ZFS is a complicated mess too with an intensely anisotropic
performance envelope too and not necessarily that good for
backup archival for various reasons. I would consider looking
instead at using a collection of smaller "silo" JFS, F2FS,
NILFS2 filetrees as well as XFS, and using MD RAID in RAID10
mode instead of DM/LVM2:

  http://www.sabi.co.uk/blog/16-two.html?161217#161217
  http://www.sabi.co.uk/blog/17-one.html?170107#170107
  http://www.sabi.co.uk/blog/12-fou.html?121223#121223
  http://www.sabi.co.uk/blog/12-fou.html?121218b#121218b
  http://www.sabi.co.uk/blog/12-fou.html?121218#121218

and yes, Bcachefs looks promising, but I am sticking with Btrfs:

  https://lwn.net/Articles/717379

> That is true. However, we do have moved the expected feature
> set of the filesystem (i.e. cow)

That feature set is arguably not appropriate for VM images, but
lots of people know better :-).

> down to “store files safely and reliably” and we’ve seen too
> much breakage with ext4 in the past.

That is extremely unlikely unless your storage layer has
unreliable barriers, and then you need a lot of "optimism".

> Of course “persistence means you’ll have to say I’m sorry” and
> thus with either choice we may be faced with some issue in the
> future that we might have circumvented with another solution
> and yes flexibility is worth a great deal.

Enterprise SSDs with high small-random-write IOPS-per-TB can
give both excellent speed and high flexibility :-).

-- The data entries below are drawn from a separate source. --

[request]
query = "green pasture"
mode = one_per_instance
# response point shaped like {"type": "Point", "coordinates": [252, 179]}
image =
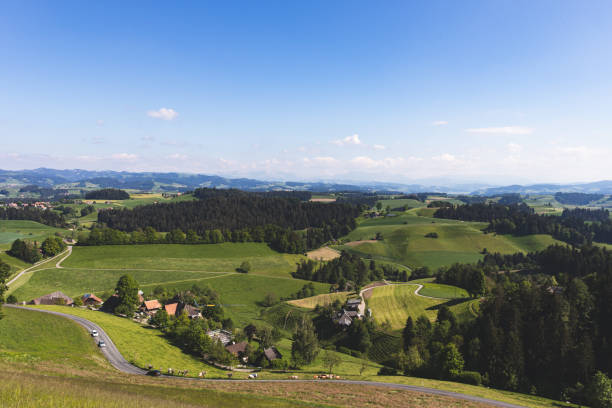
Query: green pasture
{"type": "Point", "coordinates": [404, 241]}
{"type": "Point", "coordinates": [224, 257]}
{"type": "Point", "coordinates": [394, 303]}
{"type": "Point", "coordinates": [11, 230]}
{"type": "Point", "coordinates": [27, 336]}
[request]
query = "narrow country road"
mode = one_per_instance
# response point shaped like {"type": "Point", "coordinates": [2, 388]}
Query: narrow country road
{"type": "Point", "coordinates": [69, 250]}
{"type": "Point", "coordinates": [116, 359]}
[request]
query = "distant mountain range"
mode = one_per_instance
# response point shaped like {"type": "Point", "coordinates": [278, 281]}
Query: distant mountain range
{"type": "Point", "coordinates": [87, 179]}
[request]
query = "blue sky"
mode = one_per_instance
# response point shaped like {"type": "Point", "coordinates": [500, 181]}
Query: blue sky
{"type": "Point", "coordinates": [492, 91]}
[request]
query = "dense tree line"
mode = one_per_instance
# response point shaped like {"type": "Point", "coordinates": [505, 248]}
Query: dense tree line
{"type": "Point", "coordinates": [279, 239]}
{"type": "Point", "coordinates": [520, 219]}
{"type": "Point", "coordinates": [577, 198]}
{"type": "Point", "coordinates": [29, 251]}
{"type": "Point", "coordinates": [236, 216]}
{"type": "Point", "coordinates": [5, 271]}
{"type": "Point", "coordinates": [107, 194]}
{"type": "Point", "coordinates": [548, 335]}
{"type": "Point", "coordinates": [348, 268]}
{"type": "Point", "coordinates": [46, 217]}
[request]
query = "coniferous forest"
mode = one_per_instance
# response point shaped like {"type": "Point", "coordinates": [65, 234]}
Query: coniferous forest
{"type": "Point", "coordinates": [574, 226]}
{"type": "Point", "coordinates": [280, 219]}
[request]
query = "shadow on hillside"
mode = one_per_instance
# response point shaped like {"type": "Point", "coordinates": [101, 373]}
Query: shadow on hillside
{"type": "Point", "coordinates": [450, 303]}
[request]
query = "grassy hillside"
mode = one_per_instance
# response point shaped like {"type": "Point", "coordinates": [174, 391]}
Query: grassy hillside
{"type": "Point", "coordinates": [11, 230]}
{"type": "Point", "coordinates": [66, 343]}
{"type": "Point", "coordinates": [323, 299]}
{"type": "Point", "coordinates": [394, 303]}
{"type": "Point", "coordinates": [224, 257]}
{"type": "Point", "coordinates": [97, 270]}
{"type": "Point", "coordinates": [404, 240]}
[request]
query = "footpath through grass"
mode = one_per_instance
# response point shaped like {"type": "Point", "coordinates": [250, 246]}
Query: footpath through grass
{"type": "Point", "coordinates": [405, 242]}
{"type": "Point", "coordinates": [394, 303]}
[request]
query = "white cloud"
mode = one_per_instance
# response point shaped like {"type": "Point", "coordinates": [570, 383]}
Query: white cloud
{"type": "Point", "coordinates": [124, 156]}
{"type": "Point", "coordinates": [514, 147]}
{"type": "Point", "coordinates": [505, 130]}
{"type": "Point", "coordinates": [163, 113]}
{"type": "Point", "coordinates": [447, 157]}
{"type": "Point", "coordinates": [349, 140]}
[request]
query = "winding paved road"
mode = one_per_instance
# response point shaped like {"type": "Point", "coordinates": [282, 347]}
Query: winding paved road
{"type": "Point", "coordinates": [116, 359]}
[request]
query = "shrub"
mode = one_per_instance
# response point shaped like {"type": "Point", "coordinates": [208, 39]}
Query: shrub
{"type": "Point", "coordinates": [468, 377]}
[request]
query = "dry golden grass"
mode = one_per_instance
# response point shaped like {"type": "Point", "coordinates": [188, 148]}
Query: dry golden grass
{"type": "Point", "coordinates": [321, 300]}
{"type": "Point", "coordinates": [365, 241]}
{"type": "Point", "coordinates": [323, 254]}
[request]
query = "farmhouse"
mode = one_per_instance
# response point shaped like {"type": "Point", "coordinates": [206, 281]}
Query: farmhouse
{"type": "Point", "coordinates": [55, 298]}
{"type": "Point", "coordinates": [345, 317]}
{"type": "Point", "coordinates": [224, 336]}
{"type": "Point", "coordinates": [89, 299]}
{"type": "Point", "coordinates": [150, 307]}
{"type": "Point", "coordinates": [272, 354]}
{"type": "Point", "coordinates": [353, 304]}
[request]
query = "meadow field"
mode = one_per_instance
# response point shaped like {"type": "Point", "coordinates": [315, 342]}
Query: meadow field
{"type": "Point", "coordinates": [10, 230]}
{"type": "Point", "coordinates": [97, 270]}
{"type": "Point", "coordinates": [404, 241]}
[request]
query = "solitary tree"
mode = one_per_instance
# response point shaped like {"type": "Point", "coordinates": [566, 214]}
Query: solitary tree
{"type": "Point", "coordinates": [4, 274]}
{"type": "Point", "coordinates": [331, 360]}
{"type": "Point", "coordinates": [305, 346]}
{"type": "Point", "coordinates": [127, 291]}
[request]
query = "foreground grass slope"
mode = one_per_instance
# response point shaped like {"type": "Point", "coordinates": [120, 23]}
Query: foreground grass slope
{"type": "Point", "coordinates": [33, 382]}
{"type": "Point", "coordinates": [394, 303]}
{"type": "Point", "coordinates": [224, 257]}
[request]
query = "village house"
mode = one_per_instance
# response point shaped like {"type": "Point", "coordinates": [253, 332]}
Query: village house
{"type": "Point", "coordinates": [239, 350]}
{"type": "Point", "coordinates": [150, 307]}
{"type": "Point", "coordinates": [353, 304]}
{"type": "Point", "coordinates": [55, 298]}
{"type": "Point", "coordinates": [89, 299]}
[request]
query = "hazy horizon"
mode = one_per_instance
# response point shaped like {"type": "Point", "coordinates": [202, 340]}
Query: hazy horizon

> We’ve run XFS and ext4 on different (large and small)
> workloads in the last 2 years and I have to say I’m much more
> happy about XFS even with the shrinking limitation.

XFS and 'ext4' are essentially equivalent, except for the
fixed-size inode table limitation of 'ext4' (and XFS reportedly
has finer grained locking). Btrfs is nearly as good as either on
most workloads is single-device mode without using the more
complicated features (compression, qgroups, ...) and with
appropriate use of the 'nowcow' options, and gives checksums on
data too if needed.

> To us ext4 is prohibitive with it’s fsck performance and we do
> like the tight error checking in XFS.

It is very pleasing to see someone care about the speed of
whole-tree operations like 'fsck', a very often forgotten
"little detail". But in my experience 'ext4' checking is quite
competitive with XFS checking and repair, at least in recent
years, as both have been hugely improved. XFS checking and
repair still require a lot of RAM though.

> Thanks for the reminder though - especially in the public
> archive making this tradeoff with flexibility known is wise to
> communicate. :-)

"Flexibility" in filesystems, especially on rotating disk
storage with extremely anisotropic performance envelopes, is
very expensive, but of course lots of people know better :-).